Generate and store metrics data
Important
Some or all of this functionality is available as part of a preview release. The content and the functionality are subject to change.
After the aggregate table generates, you can run the computation logic (aggregation or calculation) defined in the metric definition on top of the aggregate table dataset to generate the metric output data.
The computation logic of a metric is defined with:
Power BI measures: Contains computation logic in form of Data Analysis Expressions (DAX) formula language. Power BI measures are defined in the DatasetForMetricsMeasures_DTST prebuilt semantic model deployed as part of the capability. To learn more about Power BI measures, go to Create measures for data analysis in Power BI Desktop in the Power BI documentation.
Dimensions: Specifies the dimensions/columns required in the metric output.
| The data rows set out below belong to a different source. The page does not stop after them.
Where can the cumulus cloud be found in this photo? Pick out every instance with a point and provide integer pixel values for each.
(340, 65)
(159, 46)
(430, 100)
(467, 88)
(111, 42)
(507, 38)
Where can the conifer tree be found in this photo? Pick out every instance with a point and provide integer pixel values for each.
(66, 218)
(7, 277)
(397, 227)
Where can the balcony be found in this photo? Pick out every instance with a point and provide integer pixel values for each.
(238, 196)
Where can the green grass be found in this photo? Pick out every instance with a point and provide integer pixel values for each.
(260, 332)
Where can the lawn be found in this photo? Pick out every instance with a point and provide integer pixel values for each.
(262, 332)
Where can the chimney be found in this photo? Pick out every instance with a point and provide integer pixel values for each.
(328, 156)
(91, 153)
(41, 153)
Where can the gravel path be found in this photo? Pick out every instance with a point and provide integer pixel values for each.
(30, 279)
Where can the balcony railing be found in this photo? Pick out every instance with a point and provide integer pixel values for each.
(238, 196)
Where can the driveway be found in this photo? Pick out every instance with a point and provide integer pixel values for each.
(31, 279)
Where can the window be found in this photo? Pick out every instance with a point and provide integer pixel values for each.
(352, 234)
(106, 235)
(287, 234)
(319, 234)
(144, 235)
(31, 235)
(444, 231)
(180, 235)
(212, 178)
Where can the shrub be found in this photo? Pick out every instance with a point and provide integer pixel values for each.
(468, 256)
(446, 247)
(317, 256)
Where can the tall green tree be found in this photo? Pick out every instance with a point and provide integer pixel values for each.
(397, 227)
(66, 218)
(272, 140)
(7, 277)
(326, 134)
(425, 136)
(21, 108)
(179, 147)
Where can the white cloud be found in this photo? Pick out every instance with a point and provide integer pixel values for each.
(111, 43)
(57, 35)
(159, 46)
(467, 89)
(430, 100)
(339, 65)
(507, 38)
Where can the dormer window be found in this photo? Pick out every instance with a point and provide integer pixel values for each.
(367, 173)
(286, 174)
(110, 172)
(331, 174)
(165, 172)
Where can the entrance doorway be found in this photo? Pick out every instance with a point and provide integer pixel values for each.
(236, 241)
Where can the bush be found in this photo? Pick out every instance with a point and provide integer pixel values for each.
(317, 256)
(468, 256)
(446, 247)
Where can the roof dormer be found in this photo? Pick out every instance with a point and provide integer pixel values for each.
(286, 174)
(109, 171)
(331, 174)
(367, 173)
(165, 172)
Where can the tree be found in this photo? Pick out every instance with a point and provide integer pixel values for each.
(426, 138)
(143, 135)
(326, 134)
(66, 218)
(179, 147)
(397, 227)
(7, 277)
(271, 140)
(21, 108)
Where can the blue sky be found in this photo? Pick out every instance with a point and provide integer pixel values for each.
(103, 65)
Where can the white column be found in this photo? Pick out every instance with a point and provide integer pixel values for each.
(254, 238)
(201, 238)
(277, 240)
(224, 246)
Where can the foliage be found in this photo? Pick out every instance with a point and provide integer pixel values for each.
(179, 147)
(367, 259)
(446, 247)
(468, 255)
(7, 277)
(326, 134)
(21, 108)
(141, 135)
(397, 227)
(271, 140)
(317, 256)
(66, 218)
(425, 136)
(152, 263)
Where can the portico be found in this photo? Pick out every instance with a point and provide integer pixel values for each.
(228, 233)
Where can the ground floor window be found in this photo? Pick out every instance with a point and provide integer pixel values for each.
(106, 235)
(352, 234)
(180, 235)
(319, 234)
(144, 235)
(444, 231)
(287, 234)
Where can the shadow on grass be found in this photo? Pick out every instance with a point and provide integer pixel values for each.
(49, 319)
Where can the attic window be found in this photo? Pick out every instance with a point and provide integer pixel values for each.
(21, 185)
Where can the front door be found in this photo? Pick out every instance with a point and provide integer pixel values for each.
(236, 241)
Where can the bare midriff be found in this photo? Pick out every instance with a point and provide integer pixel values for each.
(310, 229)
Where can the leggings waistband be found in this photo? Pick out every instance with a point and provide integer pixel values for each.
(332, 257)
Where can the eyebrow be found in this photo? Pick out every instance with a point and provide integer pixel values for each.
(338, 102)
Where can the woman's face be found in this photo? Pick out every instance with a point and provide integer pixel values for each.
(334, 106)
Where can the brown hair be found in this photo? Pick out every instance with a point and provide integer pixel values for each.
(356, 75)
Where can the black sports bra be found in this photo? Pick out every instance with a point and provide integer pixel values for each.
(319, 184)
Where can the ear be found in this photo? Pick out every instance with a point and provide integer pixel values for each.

These dimensions can be from aggregate tables or the calculated tables in the DatasetForMetricsMeasures_DTST semantic model.
Filters: Specifies the values from the aggregate table dimensions that need to be filtered.
a sample prebuilt metric Scope 3 category wise emissions (GHG protocol).
Following is the metric definition of this metric from the metrics_definitions_config.json file:
{
"metric_name": "Scope 3 GHG emissions by category (GHG Protocol)",
"measure_name": "Emissions",
"dimensions": [
"EmissionsAggregate[EmissionSource]",
"EmissionsAggregate[UnitOfMeasureName]",
"EmissionsAggregate[ReportingPeriod]"
],
"filters": {
"EmissionsAggregate[isRolledUp]": [
"False"
],
"EmissionsAggregate[Scope]": [
"Scope 3"
],
"EmissionsAggregate[AccountingMethod]": [
"Location based",
null
],
"EmissionsAggregate[UnitOfMeasureName]": [
"mtCO2e"
]
},
"sustainability_area": "Climate Change",
"labels": {
"Reporting standard": [
"CSRD"
],
"Disclosure datapoint": [
"E1-6_04"
]
}
}
Based on the metric definition, the metric output consists of:
- The columns specified as dimensions in the metric definition
- The value column that is computed by running the computation logic specified in the metric definition
For the sample metric, these output columns are:
- EmissionSource: Captures the scope 3 category name.
- Unit of measure name: Mentions the unit of measure of the emission value, such as mtCO2e.
- Reporting period: Specifies the reporting year.
- Value: Captures the emission value for a scope 3 category for a specific reporting period.
For this metric, you need to calculate the sum of the CO2eEmissionsUnits where Scope is Scope 3 and AccountingMethod is null or Location based at Emission source and Reporting period from the EmissionsAggregate table.
This calculation is performed as follows by the computation logic specified in the metric definition:
The Emissions measure performs the sum of CO2eEmissions from the EmissionsAggregate table and is defined in the DatasetForMetricsMeasures_DTST semantic model:
To view the prebuilt Power BI measures that are used to compute prebuilt metrics, following these steps:
- Open DatasetForMetricsMeasures_DTST from the workspace.
- Select Open data model.
- Select ESG_measures from the Data side panel.
If Open data model is greyed out, then navigate to Workspace setting. Open Power BI/General and turn on the Users can edit data models in the Power BI service (preview) setting.
The Dimensions measure performs the aggregation at the dimensions specified in the metric definition (reporting period), emission source, and unit of measure columns of the aggregate table. These columns form the dimensions of the metric output.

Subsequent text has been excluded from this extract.